Not a "bloated, monolithic system"?

Posted Jan 30, 2019 22:21 UTC (Wed) by Cyberax (✭ supporter ✭, #52523)
In reply to: Not a "bloated, monolithic system"? by zblaxell
Parent article: Systemd as tragedy

> No, cgroups solve that issue cleanly. systemd's cgroup controller is showing its age and doesn't solve the issue in some cases.
Well, systemd is not set in stone. What needs to be changed to fix it?

> Systemd's cgroup killer plays whack-a-mole with processes in a tight loop, instead of freezing the cgroup then picking off processes at leisure without looping.
PID controller might be even better suited for this, but in practice systemd is much faster at killing processes than the kernel is at forking.

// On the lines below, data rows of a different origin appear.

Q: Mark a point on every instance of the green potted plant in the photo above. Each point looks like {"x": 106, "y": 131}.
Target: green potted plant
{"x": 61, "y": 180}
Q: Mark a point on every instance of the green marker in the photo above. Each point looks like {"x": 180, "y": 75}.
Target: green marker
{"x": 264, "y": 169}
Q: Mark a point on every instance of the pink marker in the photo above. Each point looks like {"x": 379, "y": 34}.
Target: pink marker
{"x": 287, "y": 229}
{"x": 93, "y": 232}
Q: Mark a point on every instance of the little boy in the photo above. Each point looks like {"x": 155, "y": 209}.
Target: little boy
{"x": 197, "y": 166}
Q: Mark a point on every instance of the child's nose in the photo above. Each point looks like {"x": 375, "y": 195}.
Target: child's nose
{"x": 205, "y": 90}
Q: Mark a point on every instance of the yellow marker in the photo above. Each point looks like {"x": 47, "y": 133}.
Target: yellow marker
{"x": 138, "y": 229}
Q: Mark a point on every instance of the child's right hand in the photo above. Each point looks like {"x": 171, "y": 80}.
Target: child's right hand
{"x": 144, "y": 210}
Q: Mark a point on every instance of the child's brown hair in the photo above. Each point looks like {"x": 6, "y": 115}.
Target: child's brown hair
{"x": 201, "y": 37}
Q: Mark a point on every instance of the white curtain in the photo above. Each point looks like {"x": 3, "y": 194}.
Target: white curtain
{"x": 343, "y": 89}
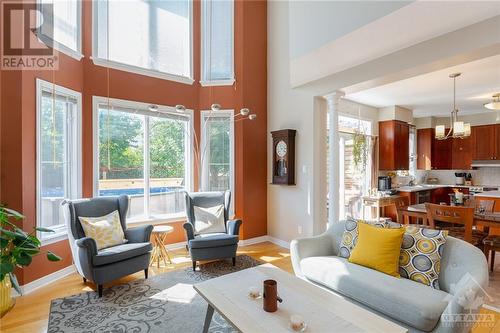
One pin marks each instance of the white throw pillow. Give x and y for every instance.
(209, 219)
(105, 230)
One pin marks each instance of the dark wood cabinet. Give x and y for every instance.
(433, 154)
(425, 140)
(462, 154)
(394, 150)
(440, 195)
(486, 142)
(441, 154)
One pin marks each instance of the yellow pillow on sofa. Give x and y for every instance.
(378, 248)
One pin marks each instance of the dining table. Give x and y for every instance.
(486, 220)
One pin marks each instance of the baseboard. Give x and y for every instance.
(175, 246)
(279, 242)
(43, 281)
(255, 240)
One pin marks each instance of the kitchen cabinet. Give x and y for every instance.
(442, 154)
(433, 154)
(496, 205)
(425, 139)
(461, 156)
(394, 136)
(440, 195)
(486, 142)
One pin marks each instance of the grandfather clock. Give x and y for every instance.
(284, 157)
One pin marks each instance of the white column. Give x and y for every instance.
(333, 170)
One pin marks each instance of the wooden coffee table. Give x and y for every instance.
(322, 311)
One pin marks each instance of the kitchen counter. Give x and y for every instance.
(489, 194)
(426, 187)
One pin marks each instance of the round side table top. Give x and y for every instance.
(163, 229)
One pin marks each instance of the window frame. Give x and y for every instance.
(75, 54)
(139, 70)
(188, 114)
(205, 21)
(42, 85)
(205, 115)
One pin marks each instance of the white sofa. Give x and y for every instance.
(420, 308)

> The concrete bug that we hit in production is that systemd assumes processes respond instantly to SIGKILL, and can be ignored after the signal is sent. On Linux, SIGKILL can take nontrivial amounts of time to process, especially if processes have big temporary files or use lots of RAM (e.g. databases). If a service restarts, and there was a timeout during the stop, systemd can spawn a new service instance immediately, which will try to allocate its own large memory before its predecessor has released it, OOMing the machine to death.
This doesn't sound right. systemd will wait until the cgroup is empty, by which time all the resources should be freed.

And I think you can increase the timeout time and/or disable it completely in this case.

Not a "bloated, monolithic system"?

Posted Jan 31, 2019 21:08 UTC (Thu) by zblaxell (subscriber, #26385) [Link] (22 responses)

> Well, systemd is not set in stone. What needs to be changed to fix it?

systemd is not written in stone, but it is unusually difficult to analyze, modify and deploy. Any day that starts with "understand how hundreds or thousands of units interact at runtime with a dynamic dependency resolver to produce some result" usually ends with "I need to do these 20 things, let's write a 25-line program that does those 20 things in the right order and run that program instead of systemd." I can never figure out how to turn that sort of day into a systemd pull request.

> in practice systemd is much faster at killing processes than the kernel is at forking.

That may be true, assuming no scheduler shenanigans; however, the loop in systemd that kills processes terminates when the cgroup contains no processes _that systemd has not already killed once_, so it's vulnerable to pid reuse attacks. If a forkbomb manages to get a reused pid during the kill loop, systemd will not attempt to kill it.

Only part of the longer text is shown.